Pour Carolyn Quadrio, le dépistage de ces prédateurs est extrêmement difficile. « Beaucoup de délinquants vont éviter de montrer toute anomalie psychologique ou psychiatrique, a-t-elle insisté. Ce n’est évidemment pas quelque chose que quelqu’un va révéler. »

> « Dans ce genre de dépistage, beaucoup dépend de ce que les gens disent volontairement sur leur pensée, leurs fantasmes, ce qui les anime, et je pense qu’il est très difficile d’obtenir une divulgation complète des gens qui vont travailler dans les institutions. »

Pour elle, c’est ici que, dans l’Église catholique, le célibat peut jouer un rôle, car il n’est pas possible de mesurer ce qu’elle appelle « l’adaptation sexuelle normale », c’est-à-dire le comportement sexuel habituel d’un futur prêtre.

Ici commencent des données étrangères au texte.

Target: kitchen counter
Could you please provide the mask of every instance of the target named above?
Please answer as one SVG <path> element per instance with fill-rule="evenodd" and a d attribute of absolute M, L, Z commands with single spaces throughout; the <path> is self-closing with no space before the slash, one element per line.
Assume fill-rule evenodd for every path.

> Également interrogée sur le jeune âge de certains candidats au sacerdoce, elle a reconnu que cela pouvait être un problème : « Je pense qu’il peut arriver qu’un jeune homme qui a des problèmes dans son développement sexuel et qui ne se développe pas selon les lignes habituelles sera évidemment attiré par un environnement où il ne doit pas prouver qu’il est ajusté sexuellement au sens conventionnel du terme, a-t-elle expliqué. Un jeune homme immature sera également attiré par un environnement où il y a une structure hautement organisée et où il obtiendra immédiatement un statut professionnel ».

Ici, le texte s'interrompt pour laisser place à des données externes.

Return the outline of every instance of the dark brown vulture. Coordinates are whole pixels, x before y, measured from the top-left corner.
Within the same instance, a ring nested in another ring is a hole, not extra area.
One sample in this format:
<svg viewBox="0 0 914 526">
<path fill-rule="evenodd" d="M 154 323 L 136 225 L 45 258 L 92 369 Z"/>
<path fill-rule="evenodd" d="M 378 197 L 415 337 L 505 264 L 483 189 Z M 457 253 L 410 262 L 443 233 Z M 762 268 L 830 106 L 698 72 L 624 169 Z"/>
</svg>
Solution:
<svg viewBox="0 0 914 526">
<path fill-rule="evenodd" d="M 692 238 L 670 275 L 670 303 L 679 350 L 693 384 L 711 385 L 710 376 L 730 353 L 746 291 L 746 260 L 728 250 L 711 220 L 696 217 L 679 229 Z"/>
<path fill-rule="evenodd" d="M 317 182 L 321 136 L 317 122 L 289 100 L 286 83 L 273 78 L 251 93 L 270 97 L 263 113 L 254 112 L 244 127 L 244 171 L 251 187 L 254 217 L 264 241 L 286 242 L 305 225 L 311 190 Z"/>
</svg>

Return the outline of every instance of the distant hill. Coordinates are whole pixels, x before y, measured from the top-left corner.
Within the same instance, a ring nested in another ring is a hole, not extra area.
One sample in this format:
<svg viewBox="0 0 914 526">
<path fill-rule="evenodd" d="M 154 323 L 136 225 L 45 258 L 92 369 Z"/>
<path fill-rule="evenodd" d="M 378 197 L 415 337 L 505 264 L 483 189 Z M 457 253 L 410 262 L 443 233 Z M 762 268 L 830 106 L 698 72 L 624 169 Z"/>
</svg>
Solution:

Site La Croix du 26 mai 2015

 

4. Lutter contre la pédophilie, repères pour les éducateurs

Cette excellente brochure, « Lutter contre la pédophilie, repères pour les éducateurs » est publiée par le Service information et communication de la Conférence des Évêques de France, et se trouve en téléchargement à cette adresse :

http://www.eglise.catholique.fr/sengager-dans-la-societe/lutter-contre-la-pedophilie/371084-la-brochure/

***

La vérité n’est pas  : un prêtre pédophile est un prêtre qui est devenu un pédophile. Mais : un prêtre pédophile est un pédophile qui est devenu prêtre. La pédophilie est une structure psychologique perverse qui entraîne une personnalité clivée. La question-clé n’est pas la discipline du célibat, mais celle de la détection de cette structure psychologique, et donc d’une prévention par une meilleure sélection à l’entrée.